Both textures must be 2D, sampled at the same exact coordinate, indexed 0...3,
sampled as floating-point, and with the default LOD mode for the shader stage
(computed in frag shaders) 09:30

texture2D(uTexture0, coord) + texture2D(uTexture1, coord) meets all the
criteria, basically anything fancier does not

Bizarrely the texture operation descriptor encodes the second staging register
write. This is highly unusual for Bifrost. Model in the IR as two staging
register destinations, leave the register in the IR descriptor as zero, and fix
up in bi_pack.

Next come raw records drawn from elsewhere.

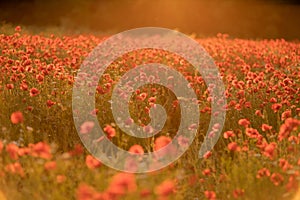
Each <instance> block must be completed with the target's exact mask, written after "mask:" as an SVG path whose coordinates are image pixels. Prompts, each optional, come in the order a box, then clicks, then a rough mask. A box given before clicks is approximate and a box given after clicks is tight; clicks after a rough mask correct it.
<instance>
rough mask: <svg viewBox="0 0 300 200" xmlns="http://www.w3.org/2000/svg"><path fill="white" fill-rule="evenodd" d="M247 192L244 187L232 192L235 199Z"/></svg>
mask: <svg viewBox="0 0 300 200" xmlns="http://www.w3.org/2000/svg"><path fill="white" fill-rule="evenodd" d="M244 194H245V190H244V189H235V190H233V192H232V195H233V197H234V198H235V199H237V198H239V197H242V196H243V195H244Z"/></svg>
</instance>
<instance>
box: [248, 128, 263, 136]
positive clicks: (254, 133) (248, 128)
mask: <svg viewBox="0 0 300 200" xmlns="http://www.w3.org/2000/svg"><path fill="white" fill-rule="evenodd" d="M246 135H247V136H248V137H249V138H259V137H261V135H260V134H259V132H258V131H257V130H256V129H254V128H246Z"/></svg>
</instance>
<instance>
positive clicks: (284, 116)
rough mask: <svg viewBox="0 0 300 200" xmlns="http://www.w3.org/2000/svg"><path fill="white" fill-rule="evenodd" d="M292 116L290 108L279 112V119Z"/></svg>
mask: <svg viewBox="0 0 300 200" xmlns="http://www.w3.org/2000/svg"><path fill="white" fill-rule="evenodd" d="M291 116H292V112H291V111H290V110H286V111H284V112H283V113H282V114H281V120H282V121H283V120H285V119H287V118H289V117H291Z"/></svg>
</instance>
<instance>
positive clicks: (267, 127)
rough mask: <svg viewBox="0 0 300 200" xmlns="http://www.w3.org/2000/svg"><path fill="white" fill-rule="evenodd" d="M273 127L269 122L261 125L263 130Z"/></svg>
mask: <svg viewBox="0 0 300 200" xmlns="http://www.w3.org/2000/svg"><path fill="white" fill-rule="evenodd" d="M271 129H272V126H269V125H268V124H262V125H261V130H262V131H269V130H271Z"/></svg>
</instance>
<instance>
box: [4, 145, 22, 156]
mask: <svg viewBox="0 0 300 200" xmlns="http://www.w3.org/2000/svg"><path fill="white" fill-rule="evenodd" d="M18 151H19V147H18V146H17V145H15V144H14V143H10V144H8V145H6V152H7V153H8V154H9V156H10V158H11V159H13V160H17V159H18V158H19V156H18Z"/></svg>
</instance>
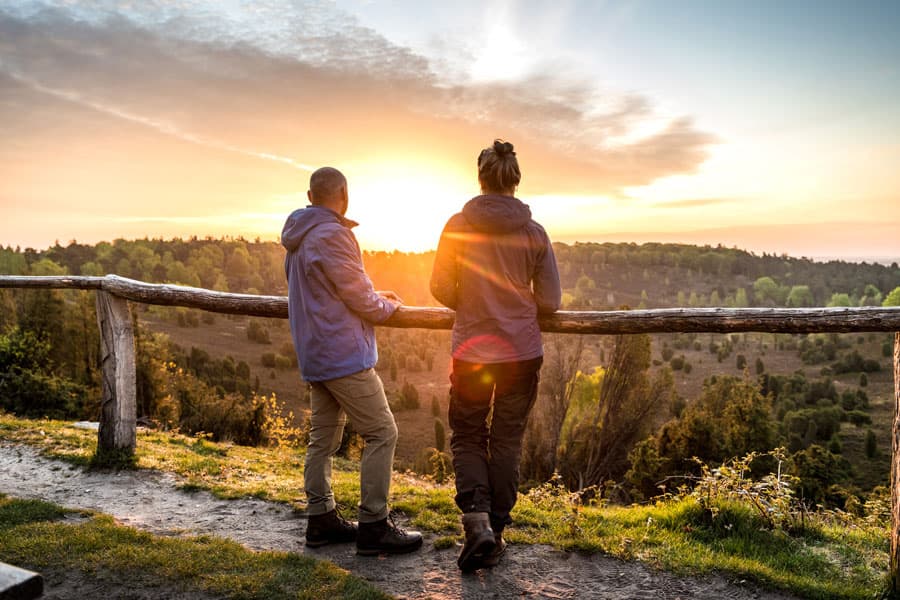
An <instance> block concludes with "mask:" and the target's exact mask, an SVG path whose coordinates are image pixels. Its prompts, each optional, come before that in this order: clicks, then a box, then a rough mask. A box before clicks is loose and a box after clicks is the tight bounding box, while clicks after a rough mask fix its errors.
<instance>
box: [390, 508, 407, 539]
mask: <svg viewBox="0 0 900 600" xmlns="http://www.w3.org/2000/svg"><path fill="white" fill-rule="evenodd" d="M397 518H398V514H397V513H396V512H395V511H394V510H390V511H389V512H388V526H389V527H390V528H391V529H393V530H394V531H396V532H397V533H398V534H400V535H406V530H405V529H403V528H402V527H400V524H399V523H398V522H397Z"/></svg>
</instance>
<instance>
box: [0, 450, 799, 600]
mask: <svg viewBox="0 0 900 600" xmlns="http://www.w3.org/2000/svg"><path fill="white" fill-rule="evenodd" d="M177 484H178V480H177V479H176V477H175V476H173V475H171V474H168V473H161V472H158V471H146V470H142V471H127V472H119V473H102V472H89V471H83V470H82V469H80V468H78V467H74V466H72V465H69V464H67V463H64V462H60V461H54V460H50V459H46V458H43V457H41V456H40V454H39V452H38V451H37V450H35V449H33V448H31V447H28V446H17V445H8V444H0V492H3V493H6V494H9V495H12V496H16V497H20V498H38V499H42V500H47V501H50V502H55V503H57V504H60V505H62V506H66V507H70V508H84V509H90V510H95V511H99V512H103V513H106V514H109V515H112V516H114V517H115V518H116V519H117V520H118V521H120V522H121V523H123V524H125V525H130V526H132V527H136V528H139V529H143V530H147V531H151V532H153V533H156V534H161V535H192V534H193V535H199V534H212V535H217V536H221V537H225V538H230V539H232V540H235V541H237V542H240V543H242V544H244V545H245V546H247V547H249V548H253V549H258V550H263V549H264V550H283V551H290V552H297V553H305V554H307V555H309V556H314V557H316V558H320V559H325V560H330V561H332V562H334V563H335V564H337V565H340V566H341V567H343V568H345V569H347V570H349V571H351V572H352V573H354V574H355V575H358V576H360V577H362V578H364V579H367V580H368V581H370V582H372V583H373V584H374V585H376V586H378V587H379V588H381V589H383V590H385V591H386V592H389V593H391V594H394V595H396V596H398V597H401V598H435V599H439V600H444V599H457V598H459V599H467V600H468V599H471V600H475V599H482V598H504V599H505V598H520V597H526V598H528V597H530V598H592V599H594V598H596V599H607V598H608V599H616V600H623V599H635V600H645V599H646V600H663V599H666V600H668V599H671V600H675V599H683V600H687V599H688V598H728V599H735V600H744V599H746V600H750V599H757V600H791V599H792V598H794V597H793V596H788V595H785V594H781V593H777V592H771V591H768V590H763V589H760V588H758V587H756V586H752V585H750V584H742V583H739V582H730V581H728V580H726V579H725V578H723V577H720V576H713V577H705V578H702V579H694V578H682V577H676V576H674V575H672V574H669V573H665V572H662V571H656V570H653V569H651V568H648V567H646V566H644V565H643V564H641V563H639V562H624V561H620V560H618V559H614V558H610V557H608V556H601V555H590V556H588V555H581V554H576V553H570V552H562V551H559V550H555V549H553V548H551V547H548V546H536V545H535V546H529V545H510V547H509V550H508V551H507V553H506V556H505V557H504V558H503V560H502V562H501V563H500V565H499V566H498V567H496V568H495V569H493V570H485V571H480V572H478V573H475V574H472V575H462V574H461V573H460V572H459V570H458V569H457V568H456V551H455V550H454V549H449V550H435V548H434V545H433V544H432V543H431V542H432V541H433V538H429V537H426V540H425V545H424V547H423V549H422V550H421V551H419V552H416V553H413V554H407V555H403V556H391V557H361V556H357V555H356V554H355V547H354V546H353V544H343V545H339V546H326V547H324V548H319V549H316V550H313V549H307V548H306V547H305V546H304V545H303V535H304V532H305V529H306V520H305V518H304V517H303V516H302V515H299V514H297V513H296V512H294V511H293V510H291V509H290V508H289V507H286V506H284V505H281V504H276V503H274V502H266V501H263V500H256V499H241V500H219V499H217V498H215V497H213V496H212V495H211V494H209V493H207V492H193V493H188V492H184V491H181V490H179V489H178V488H177Z"/></svg>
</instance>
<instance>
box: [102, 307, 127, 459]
mask: <svg viewBox="0 0 900 600" xmlns="http://www.w3.org/2000/svg"><path fill="white" fill-rule="evenodd" d="M97 324H98V325H99V327H100V372H101V379H102V386H101V387H102V397H101V404H100V430H99V432H98V434H97V452H98V454H102V453H103V452H109V453H112V454H114V453H123V452H124V453H125V454H134V448H135V444H136V436H137V385H136V365H135V349H134V331H133V329H132V325H131V314H130V313H129V311H128V301H127V300H125V299H124V298H119V297H117V296H114V295H112V294H110V293H108V292H103V291H101V292H98V293H97Z"/></svg>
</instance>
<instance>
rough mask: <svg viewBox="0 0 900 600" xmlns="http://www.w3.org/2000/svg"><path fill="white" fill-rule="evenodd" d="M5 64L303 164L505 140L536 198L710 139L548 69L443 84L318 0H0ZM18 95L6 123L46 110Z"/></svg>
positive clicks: (97, 95)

IR needs a bit of surgery for multiple stagings like that, but I
typed out that patch a week ago for something else. Need to clean up that code,
though.

Each texturing op in a dual texture TEXC is a strict subset of {TEXS_2D.f32,
TEXS_2D.f16}. So add an optimization pass to fuse them.  Realistically fusing
across a basic block boundary will hurt more shaders than help (increasing
register pressure, doing redundant work, etc). So this can be a purely local
pass.

Dual texture ops are related by their coordinates. So use an appropriate data
structure (e.g. a hash table indexed by coordinates' bi_index) to accelerate
fusing dual tex ops. Then with these reductions, the optimization pass remains
θ(n).

Adding a skip flag to an instruction that doesn't have it is incorrect, but
removing a skip flag from one that has it is is correct (just slow). So set the
fused TEXC's skip to the logical AND of the unfused TEXS flags. This requires
the optimization pass to run after the helper invocation analysis pass.